Published online by Cambridge University Press: 02 November 2009
During the past several decades, more and more investigators have focused their efforts on articulating the processes of ontogenesis in the perceptual, cognitive, socioemotional, linguistic, and representational domains of development in infants and children with Down syndrome. Recently, much of this work has been guided by the organizational perspective and has been conducted with the goal of expanding our knowledge of the normal developmental process (Cicchetti & Pogge-Hesse, 1982; Cicchetti & Sroufe, 1978).

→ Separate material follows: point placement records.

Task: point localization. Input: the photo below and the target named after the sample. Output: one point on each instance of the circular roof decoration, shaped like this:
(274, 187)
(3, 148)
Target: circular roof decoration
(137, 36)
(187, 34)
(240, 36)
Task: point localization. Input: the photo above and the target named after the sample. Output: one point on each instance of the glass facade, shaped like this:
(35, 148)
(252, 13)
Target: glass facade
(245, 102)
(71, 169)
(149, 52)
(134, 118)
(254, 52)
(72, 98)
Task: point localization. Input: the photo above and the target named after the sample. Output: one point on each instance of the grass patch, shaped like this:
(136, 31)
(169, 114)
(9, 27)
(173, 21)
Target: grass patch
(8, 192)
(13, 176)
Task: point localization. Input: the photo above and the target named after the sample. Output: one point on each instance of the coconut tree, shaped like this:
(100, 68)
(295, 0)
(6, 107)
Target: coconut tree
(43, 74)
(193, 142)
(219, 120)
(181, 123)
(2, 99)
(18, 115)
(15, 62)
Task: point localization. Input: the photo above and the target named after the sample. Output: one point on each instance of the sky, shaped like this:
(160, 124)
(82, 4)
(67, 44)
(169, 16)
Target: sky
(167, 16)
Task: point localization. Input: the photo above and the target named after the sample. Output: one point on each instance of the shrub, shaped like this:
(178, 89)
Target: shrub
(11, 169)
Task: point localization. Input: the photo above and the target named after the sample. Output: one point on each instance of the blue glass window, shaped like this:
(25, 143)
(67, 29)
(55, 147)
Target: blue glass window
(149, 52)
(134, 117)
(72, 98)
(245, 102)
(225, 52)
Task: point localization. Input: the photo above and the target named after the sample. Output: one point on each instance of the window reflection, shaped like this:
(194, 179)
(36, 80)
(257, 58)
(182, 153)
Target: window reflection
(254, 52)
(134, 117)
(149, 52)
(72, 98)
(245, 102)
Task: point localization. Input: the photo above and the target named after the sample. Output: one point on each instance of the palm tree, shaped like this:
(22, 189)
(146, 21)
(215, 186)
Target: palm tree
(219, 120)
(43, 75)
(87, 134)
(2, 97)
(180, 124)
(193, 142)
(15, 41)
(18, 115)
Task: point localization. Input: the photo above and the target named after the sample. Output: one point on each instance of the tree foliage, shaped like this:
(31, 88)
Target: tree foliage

Studies of populations where varied patterns of development may occur as a consequence of the pervasive and enduring influences that mark the transaction between the child and the environment, such as with children with Down syndrome and their families, provide an appropriate basis for affirming, expanding, and challenging current development theory. Simultaneously, this approach allows for the formulation of a more comprehensive and integrative theory of normal development (Cicchetti, 1984, in press; Freud, 1965; Inhelder, 1966; Rutter, 1986; Werner, 1948). This “developmental” approach to Down syndrome is receiving increased attention in a variety of disciplines, including education, the neurosciences, pediatrics, psychiatry, and clinical and developmental psychology (see Hodapp & Zigler, Chapter 1, this volume).
Prior to these recent efforts, most investigators had conceptualized the developmental process of individuals with Down syndrome as necessarily being quantitatively and qualitatively different from that of mental-age-matched nonhandicapped children (for reviews, see Cicchetti & Pogge-Hesse, 1982; Hodapp & Zigler, Chapter 1, this volume).